Well, here we go! Our journey starts the 20th of this month, a week from this Thursday. Oh man, I have been over reacting ever since his recruiter told him that he was excepted! I mean don't get me wrong, I was ecstatic for him very happy but inside I felt like it was the end of the world. I was freaking out, thinking oh my goodness, I'm barely going to see him, he's going to find someone else, he's going to stop loving me. lol... silly things us girls think. In the end, the relationship is fine. Anyway, so back to what I was saying, my man leaves next week Thursday... gosh it's so soon! And for the past 2 weeks I've been arguing with him for stupid things! Gosh I really hate that?! I wish I could go back in time and be nicer. lol... but I can't do that so now all I can do is make the best of what I have of him as a civilian instead of a navy pilot.
Man, I'm so scared of the fact that he wont be around. I have been accustomed to get a phone call every night and he saying, "Hey, babe, just wanted to let you know I'm headed to bed, I love you, sleep well" and of course we'd talk for a while. Starting the 30th of September he'll be like a ghost, all I'll know is that he is in Rhode Island and I wont be able to even see/ talk nor kiss him. How depressing...

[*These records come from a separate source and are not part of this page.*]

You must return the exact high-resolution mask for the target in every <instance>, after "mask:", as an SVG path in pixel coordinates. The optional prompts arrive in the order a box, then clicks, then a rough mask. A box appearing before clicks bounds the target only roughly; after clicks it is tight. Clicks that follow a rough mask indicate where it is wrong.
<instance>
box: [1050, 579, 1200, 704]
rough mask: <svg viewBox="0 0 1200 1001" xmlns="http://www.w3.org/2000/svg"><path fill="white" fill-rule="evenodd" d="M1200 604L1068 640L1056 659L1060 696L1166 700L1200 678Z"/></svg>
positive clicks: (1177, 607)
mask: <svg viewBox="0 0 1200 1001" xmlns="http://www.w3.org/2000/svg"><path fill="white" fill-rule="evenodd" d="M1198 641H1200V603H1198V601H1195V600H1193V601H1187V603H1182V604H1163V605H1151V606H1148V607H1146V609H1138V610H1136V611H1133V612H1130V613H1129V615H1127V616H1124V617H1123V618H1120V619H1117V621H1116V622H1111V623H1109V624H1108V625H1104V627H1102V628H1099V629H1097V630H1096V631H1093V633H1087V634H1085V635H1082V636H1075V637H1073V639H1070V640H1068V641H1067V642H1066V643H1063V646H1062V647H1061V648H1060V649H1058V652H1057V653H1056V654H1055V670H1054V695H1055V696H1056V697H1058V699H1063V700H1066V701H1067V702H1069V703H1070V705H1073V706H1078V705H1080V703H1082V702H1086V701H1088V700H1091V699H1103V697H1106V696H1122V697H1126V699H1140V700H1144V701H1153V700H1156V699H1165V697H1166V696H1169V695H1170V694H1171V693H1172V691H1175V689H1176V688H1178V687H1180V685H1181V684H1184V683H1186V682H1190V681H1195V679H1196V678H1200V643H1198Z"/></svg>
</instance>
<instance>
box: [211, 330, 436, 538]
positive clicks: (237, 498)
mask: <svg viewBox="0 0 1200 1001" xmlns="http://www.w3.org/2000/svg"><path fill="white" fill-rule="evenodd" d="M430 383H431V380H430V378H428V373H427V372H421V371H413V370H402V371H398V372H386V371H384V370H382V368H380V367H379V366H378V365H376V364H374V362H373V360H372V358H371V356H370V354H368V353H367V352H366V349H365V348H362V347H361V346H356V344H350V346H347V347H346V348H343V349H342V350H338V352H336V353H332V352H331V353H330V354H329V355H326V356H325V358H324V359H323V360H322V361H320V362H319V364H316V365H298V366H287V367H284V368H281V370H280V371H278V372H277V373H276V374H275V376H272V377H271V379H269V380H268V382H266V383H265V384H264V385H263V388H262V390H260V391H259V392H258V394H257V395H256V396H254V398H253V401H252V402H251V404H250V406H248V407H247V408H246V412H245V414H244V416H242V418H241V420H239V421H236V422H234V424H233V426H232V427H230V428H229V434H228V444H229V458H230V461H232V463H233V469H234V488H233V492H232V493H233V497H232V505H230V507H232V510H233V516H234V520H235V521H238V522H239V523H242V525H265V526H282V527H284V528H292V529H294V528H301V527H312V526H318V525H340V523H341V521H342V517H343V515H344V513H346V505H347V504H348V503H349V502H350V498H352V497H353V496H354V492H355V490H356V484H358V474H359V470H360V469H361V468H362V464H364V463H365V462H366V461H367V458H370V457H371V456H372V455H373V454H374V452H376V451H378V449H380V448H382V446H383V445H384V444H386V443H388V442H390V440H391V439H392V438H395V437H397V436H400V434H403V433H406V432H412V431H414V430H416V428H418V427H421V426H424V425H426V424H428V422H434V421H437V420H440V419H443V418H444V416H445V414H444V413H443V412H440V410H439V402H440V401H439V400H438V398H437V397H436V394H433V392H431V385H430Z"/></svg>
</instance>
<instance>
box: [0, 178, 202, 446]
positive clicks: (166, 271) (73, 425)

I'm tearing up while write this... The worst part of all is that first, he leaves the 20th and makes the trip up in car to see his family and say bye to them and then on the 30th he's in OCS. Then my parents leave the 24th to Switzerland for 2 weeks?! The worst part is that I'm going to be alone when he's gone!!! Completely alone, I have no one. I mean, I do but I wouldn't want my friends to see me in such a terrible state of mind. Especially since I'm the one that always hear them out, and constantly help them. It's going to be strange if they see me in such a zombie attitude.
My man is the better part of me, he lightens me up.. I can be myself with him. I feel full of life. He is dear to me and "I love him from here to the moon and back"- said by my man, except change him to her lol! I hope, we do well, this will be a trail for our relationship, we've been dating for 3 years and I know there will be more to come, until death do us part.

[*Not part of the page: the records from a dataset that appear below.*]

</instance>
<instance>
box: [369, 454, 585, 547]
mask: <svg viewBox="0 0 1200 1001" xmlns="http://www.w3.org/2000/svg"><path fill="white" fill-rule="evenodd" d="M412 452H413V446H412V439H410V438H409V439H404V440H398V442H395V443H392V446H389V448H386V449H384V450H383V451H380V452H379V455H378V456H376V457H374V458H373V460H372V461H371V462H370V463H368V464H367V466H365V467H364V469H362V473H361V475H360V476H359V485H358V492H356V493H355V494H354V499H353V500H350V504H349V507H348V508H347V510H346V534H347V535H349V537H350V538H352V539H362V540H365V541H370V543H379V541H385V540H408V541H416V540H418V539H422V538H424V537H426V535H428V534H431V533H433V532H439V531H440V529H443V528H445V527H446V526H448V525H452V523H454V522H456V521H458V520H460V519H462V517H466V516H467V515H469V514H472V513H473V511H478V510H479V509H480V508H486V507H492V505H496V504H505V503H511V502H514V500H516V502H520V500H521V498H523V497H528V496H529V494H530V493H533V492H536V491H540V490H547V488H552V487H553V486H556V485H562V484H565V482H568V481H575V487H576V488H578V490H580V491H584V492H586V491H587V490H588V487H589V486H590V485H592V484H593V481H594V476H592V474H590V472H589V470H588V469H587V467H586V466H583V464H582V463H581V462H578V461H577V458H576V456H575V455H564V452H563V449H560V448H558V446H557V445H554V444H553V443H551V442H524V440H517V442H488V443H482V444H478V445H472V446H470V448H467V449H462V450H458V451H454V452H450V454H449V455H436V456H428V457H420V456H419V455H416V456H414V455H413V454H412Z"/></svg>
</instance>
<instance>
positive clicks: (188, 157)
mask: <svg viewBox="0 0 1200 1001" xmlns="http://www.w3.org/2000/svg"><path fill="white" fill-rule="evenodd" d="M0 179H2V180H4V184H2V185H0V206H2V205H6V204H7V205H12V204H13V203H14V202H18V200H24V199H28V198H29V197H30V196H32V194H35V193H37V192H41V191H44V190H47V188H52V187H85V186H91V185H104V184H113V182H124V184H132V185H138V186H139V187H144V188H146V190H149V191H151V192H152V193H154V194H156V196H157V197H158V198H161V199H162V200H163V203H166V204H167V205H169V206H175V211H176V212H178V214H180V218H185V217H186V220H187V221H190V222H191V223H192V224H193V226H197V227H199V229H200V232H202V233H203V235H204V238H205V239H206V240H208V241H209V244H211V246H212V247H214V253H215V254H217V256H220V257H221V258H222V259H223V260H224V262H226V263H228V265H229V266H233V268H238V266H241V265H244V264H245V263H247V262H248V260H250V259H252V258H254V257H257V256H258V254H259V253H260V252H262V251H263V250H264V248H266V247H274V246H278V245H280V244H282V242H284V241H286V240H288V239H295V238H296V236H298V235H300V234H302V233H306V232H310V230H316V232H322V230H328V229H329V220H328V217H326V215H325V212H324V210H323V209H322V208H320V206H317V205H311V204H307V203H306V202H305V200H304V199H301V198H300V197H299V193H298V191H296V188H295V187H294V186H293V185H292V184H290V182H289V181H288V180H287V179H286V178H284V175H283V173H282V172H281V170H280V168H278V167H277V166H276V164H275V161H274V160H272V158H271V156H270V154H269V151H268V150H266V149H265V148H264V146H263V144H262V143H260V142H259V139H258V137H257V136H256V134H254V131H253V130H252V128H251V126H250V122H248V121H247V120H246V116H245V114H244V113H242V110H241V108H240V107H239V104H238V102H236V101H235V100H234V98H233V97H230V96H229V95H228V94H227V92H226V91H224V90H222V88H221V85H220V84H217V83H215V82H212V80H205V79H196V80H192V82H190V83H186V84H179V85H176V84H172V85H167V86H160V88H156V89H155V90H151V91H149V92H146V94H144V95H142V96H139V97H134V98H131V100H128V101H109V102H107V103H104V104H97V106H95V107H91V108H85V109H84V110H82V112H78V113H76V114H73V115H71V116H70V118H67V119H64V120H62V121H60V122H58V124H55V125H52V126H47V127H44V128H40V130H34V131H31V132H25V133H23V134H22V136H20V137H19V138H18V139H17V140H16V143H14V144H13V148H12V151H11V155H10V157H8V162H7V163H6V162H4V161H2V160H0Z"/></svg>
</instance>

Please ladies, what can I do to keep myself sane while he's gone?
Richardsgirl87 Richardsgirl87
18-21, F
1 Response Sep 10, 2012

Dont focus on him leaving, focus on him and cherish the time u guys still have together, i kno its hard. My sailor just left the 14th of august and it was so hard. And of coarse i didnt want to hangout with my friends for awhile cuz they had thier bfs and it made it really hard to see all that. But all the girls on here kno wat ur feeling and were all here for u :) if u need someone to talk to u can txt me at 7028454328 at anytime girl :)

Thank you so much, I really appreciate your comment. I will definitely text you!